When Boris Johnson made the appalling mistake of having three national lockdowns – for which I will never forgive him - we needed opposition from Keir Starmer, but to steal a line from the majestic dan Wootton, he was the leader of no opposition, waving these disastrous policies through, which have left the country in the mess, we are currently in.

The only opposition we had, was from 100 or so Tory backbenchers, who threatened their careers by voting against their own government’s plans. That's what political courage looks like. Starmer may think he's bringing back new labour, but you can't make a soufflé rise twice. A soggy bottom is a more likely outcome. And a final thought on Keir Starmer's judgement – he just seems to have got every big call wrong – Corbyn, Brexit and Covid. But add energy to that, as he today announces plans to spend billions on sustainable green energy, between now and 2030. And not a squeak from him about nuclear. Why? Because his bonkers membership don't like nuclear, even though it's patently a long-term answer for this country.

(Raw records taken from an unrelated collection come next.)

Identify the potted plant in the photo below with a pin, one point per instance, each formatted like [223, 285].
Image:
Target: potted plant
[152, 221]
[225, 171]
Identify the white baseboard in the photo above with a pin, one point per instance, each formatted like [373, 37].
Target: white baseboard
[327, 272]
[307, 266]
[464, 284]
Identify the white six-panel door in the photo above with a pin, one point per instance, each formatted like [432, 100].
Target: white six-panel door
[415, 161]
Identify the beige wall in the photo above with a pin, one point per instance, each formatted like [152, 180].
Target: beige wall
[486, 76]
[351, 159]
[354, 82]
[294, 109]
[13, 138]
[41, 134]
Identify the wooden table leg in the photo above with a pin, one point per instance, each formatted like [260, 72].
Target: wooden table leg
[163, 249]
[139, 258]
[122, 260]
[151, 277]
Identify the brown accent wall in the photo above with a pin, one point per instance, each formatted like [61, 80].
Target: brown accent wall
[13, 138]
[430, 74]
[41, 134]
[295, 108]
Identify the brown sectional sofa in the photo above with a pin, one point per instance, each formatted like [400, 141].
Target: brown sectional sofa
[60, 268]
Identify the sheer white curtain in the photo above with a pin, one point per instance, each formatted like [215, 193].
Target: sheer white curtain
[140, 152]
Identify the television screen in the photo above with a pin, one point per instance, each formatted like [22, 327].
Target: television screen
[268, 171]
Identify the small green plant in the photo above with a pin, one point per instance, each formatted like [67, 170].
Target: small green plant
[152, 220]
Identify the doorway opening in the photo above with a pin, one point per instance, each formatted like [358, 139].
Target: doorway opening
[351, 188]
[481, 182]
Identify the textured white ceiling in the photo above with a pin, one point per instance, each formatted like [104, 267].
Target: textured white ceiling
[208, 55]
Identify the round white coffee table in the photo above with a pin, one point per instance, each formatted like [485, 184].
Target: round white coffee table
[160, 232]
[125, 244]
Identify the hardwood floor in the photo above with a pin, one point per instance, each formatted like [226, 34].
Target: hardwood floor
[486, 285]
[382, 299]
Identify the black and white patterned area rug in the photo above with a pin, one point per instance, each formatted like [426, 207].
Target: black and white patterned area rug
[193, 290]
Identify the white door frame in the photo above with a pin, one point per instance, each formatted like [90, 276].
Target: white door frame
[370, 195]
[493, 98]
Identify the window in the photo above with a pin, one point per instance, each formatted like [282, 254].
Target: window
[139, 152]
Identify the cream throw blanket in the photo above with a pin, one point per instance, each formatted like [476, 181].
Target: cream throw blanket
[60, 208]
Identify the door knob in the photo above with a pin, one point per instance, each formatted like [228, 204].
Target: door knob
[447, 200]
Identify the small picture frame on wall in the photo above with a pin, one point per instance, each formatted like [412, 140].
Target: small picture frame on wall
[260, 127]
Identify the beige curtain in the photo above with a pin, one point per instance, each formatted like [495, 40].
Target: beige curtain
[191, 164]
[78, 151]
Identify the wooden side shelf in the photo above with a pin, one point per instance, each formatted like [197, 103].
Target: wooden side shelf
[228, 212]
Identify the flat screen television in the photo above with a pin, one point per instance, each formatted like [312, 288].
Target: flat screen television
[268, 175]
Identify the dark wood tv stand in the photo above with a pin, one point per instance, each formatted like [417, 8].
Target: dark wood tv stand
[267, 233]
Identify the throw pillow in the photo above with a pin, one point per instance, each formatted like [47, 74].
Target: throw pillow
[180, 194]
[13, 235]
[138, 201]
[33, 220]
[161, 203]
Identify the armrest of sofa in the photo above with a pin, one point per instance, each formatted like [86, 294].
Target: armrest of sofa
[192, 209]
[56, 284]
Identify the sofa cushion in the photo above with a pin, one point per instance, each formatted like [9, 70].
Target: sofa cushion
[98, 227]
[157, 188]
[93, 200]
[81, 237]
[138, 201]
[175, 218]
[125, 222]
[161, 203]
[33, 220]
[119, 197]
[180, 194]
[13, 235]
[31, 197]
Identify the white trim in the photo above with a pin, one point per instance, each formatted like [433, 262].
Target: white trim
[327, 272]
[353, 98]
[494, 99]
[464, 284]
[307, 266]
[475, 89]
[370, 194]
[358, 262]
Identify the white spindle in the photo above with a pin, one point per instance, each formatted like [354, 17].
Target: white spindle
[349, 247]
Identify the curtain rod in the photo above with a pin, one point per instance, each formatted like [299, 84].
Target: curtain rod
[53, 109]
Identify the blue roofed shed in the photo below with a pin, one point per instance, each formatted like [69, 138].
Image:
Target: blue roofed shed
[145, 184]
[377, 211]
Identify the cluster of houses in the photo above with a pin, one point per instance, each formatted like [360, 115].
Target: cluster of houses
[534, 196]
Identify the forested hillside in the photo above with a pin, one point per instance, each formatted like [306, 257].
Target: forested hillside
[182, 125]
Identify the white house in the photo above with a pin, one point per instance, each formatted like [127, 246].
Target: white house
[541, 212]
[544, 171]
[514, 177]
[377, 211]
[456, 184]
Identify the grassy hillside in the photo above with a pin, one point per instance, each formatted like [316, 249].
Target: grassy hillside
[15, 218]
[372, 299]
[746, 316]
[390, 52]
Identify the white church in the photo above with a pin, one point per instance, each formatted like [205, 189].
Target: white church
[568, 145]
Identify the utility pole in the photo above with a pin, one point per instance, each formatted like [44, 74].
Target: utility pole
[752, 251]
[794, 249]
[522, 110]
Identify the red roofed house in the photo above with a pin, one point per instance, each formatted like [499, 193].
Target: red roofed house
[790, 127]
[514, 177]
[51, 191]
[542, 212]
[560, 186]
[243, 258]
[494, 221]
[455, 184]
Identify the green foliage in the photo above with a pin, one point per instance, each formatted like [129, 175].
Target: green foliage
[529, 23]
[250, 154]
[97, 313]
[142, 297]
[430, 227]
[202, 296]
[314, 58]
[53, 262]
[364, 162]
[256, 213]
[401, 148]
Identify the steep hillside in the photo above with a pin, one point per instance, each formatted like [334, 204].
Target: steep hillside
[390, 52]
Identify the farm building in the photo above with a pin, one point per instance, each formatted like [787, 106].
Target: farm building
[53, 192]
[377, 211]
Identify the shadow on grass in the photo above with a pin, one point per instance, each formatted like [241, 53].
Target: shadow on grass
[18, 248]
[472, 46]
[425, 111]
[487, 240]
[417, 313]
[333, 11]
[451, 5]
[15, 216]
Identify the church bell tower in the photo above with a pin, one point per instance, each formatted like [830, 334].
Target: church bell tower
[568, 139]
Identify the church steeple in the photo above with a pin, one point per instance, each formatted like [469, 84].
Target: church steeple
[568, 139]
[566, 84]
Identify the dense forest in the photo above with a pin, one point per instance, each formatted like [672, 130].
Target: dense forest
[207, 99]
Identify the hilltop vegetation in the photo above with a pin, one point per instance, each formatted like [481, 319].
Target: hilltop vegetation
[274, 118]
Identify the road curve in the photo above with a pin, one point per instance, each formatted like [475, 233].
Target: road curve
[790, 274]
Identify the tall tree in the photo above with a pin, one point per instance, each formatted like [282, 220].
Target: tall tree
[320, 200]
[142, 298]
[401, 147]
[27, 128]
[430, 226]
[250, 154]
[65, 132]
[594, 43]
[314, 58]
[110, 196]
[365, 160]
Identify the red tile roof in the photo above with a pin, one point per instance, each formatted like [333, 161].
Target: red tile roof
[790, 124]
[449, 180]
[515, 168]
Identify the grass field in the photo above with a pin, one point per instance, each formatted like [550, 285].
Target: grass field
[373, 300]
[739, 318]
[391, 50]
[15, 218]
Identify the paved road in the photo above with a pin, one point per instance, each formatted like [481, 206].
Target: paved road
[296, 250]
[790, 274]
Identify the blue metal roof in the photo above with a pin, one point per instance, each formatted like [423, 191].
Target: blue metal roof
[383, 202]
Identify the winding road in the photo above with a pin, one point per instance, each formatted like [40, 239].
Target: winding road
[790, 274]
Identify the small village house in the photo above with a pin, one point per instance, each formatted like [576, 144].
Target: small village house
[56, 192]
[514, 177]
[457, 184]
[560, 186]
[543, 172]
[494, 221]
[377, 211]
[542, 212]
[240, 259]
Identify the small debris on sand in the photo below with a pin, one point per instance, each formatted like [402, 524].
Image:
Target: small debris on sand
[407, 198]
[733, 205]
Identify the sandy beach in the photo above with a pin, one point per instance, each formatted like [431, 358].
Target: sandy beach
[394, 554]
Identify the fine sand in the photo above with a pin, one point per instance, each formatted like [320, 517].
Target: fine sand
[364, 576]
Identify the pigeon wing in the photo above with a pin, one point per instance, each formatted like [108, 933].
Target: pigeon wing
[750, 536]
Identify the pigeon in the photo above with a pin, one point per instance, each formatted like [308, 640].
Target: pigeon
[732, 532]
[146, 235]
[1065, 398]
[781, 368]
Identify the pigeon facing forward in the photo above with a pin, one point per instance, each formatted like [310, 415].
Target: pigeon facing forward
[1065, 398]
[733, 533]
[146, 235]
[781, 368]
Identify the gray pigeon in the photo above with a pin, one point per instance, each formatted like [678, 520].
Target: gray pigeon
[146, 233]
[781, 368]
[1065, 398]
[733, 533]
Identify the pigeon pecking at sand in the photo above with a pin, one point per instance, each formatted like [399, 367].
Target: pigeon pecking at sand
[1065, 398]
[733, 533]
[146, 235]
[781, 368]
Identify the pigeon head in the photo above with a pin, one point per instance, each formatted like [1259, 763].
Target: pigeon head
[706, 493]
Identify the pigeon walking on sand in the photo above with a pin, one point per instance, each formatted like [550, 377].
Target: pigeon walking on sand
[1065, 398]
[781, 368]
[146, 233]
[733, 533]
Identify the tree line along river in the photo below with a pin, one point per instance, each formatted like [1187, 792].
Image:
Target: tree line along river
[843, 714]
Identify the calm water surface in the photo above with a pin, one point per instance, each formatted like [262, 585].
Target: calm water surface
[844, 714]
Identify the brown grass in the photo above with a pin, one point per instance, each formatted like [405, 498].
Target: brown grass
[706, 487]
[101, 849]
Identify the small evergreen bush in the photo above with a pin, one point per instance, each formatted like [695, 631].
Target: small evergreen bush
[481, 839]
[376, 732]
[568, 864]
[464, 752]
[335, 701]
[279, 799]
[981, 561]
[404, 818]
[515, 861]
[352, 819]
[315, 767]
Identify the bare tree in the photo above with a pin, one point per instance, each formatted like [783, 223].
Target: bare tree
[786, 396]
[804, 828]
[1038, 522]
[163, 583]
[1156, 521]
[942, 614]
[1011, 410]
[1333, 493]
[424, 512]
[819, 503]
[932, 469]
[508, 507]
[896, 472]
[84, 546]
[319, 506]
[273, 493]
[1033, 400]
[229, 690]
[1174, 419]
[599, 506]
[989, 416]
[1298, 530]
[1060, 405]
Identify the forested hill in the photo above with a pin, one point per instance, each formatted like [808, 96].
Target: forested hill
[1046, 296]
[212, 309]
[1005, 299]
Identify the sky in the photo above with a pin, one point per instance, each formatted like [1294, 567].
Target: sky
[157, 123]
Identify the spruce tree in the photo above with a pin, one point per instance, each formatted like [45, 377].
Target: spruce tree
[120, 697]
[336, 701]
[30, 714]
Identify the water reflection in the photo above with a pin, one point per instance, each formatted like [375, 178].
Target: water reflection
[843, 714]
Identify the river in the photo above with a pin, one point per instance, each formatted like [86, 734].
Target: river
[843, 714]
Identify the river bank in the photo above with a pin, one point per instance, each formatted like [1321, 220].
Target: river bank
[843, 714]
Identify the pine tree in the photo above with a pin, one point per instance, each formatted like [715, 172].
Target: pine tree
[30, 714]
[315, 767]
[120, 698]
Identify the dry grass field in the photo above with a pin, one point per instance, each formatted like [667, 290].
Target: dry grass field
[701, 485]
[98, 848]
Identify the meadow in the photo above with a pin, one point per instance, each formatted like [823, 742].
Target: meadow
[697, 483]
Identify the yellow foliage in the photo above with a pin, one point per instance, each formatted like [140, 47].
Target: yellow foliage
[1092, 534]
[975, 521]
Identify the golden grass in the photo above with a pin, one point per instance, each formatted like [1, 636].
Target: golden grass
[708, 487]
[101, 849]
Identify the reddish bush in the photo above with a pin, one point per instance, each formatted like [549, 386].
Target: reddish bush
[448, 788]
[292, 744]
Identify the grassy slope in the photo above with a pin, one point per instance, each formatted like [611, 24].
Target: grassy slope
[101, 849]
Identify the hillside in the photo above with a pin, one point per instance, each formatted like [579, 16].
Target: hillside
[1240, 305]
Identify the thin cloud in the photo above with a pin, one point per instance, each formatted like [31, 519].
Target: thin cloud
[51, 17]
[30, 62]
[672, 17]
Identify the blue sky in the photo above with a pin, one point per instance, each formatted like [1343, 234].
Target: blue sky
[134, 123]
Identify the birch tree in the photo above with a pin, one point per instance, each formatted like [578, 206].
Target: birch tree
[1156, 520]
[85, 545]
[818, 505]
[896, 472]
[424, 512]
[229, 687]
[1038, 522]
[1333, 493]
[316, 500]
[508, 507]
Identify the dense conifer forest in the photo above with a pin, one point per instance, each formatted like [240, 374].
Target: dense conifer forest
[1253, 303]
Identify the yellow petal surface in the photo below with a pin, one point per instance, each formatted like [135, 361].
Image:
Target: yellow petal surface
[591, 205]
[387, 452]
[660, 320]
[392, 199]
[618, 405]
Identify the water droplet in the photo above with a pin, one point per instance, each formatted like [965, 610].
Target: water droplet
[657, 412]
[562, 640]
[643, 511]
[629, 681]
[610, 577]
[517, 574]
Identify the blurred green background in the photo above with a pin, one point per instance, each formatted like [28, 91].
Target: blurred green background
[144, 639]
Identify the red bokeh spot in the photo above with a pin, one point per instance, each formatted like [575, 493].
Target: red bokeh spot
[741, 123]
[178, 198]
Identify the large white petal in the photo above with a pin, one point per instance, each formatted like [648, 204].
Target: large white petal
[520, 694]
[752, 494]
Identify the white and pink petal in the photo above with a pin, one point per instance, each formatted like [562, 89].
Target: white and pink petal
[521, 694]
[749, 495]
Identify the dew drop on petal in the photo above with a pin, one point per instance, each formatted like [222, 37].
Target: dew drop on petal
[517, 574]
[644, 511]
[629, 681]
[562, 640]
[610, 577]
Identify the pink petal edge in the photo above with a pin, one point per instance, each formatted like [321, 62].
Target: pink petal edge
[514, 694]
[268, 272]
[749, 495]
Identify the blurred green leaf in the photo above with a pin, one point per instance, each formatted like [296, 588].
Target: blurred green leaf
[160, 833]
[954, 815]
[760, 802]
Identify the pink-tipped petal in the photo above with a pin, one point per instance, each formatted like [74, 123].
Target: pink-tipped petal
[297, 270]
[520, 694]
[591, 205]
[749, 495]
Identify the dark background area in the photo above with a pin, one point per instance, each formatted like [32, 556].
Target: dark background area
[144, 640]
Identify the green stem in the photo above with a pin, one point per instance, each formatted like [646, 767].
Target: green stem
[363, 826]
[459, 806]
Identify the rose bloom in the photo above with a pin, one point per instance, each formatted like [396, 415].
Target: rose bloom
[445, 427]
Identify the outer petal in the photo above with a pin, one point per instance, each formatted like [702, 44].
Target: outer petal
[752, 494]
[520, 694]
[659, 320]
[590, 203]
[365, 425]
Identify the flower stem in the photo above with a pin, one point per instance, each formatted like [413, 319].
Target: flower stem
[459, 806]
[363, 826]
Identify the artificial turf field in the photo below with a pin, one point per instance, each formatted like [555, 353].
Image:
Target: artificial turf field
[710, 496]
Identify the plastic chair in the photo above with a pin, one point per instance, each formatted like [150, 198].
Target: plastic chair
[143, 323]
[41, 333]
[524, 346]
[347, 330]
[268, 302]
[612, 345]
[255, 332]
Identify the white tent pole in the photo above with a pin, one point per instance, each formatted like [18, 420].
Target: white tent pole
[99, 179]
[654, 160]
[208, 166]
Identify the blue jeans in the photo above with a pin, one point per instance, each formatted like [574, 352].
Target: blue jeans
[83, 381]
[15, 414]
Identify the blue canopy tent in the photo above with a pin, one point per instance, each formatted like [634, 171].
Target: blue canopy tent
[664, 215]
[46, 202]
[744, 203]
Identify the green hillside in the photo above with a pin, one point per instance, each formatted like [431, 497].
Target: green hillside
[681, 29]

Germany under Angela Merkel scrapped nuclear in 2011 – how’s that working out for you then? Now I'm all for a bit of wind, wave and solar, and in time they will be good, but Germany has invested half a trillion in renewables over 10 years and they face a winter energy crisis. Renewables are currently unreliable, expensive and have created the mess, in which we find now ourselves. Another expensive experiment, like lockdowns. Again, it's a question of judgement. I think the Labour Party shouldn’t underestimate Friday’s bold budget and it’s positive aspirational message about Britain. God knows it’s risky, but political courage is very often rewarded. And a great mark of leadership. Fortune favours the brave. Starmer hasn’t taken a risk in his life, which is why I don't think he will ever win a majority at a general election. But even that's a worry, because a hung parliament could lead to something worse - a Britain-hating coalition of hell, made up of labour and the SNP, with a few Corbynite MPs holding the balance of power. With that, you could see the break up of the United Kingdom via Indy Ref 2, and hung parliaments forever, as a result of proportional representation, legislation on which, the smaller parties would insist. There will be a lot of talk about change for this country, at Labour Party Conference this week.

Ignoring the fact, that we may already have that change, the change Britain needs, the transformative new government, in the form of our new prime minister, Liz Truss.

Labour isn't working. And on Keir Starmer’s watch, it never will.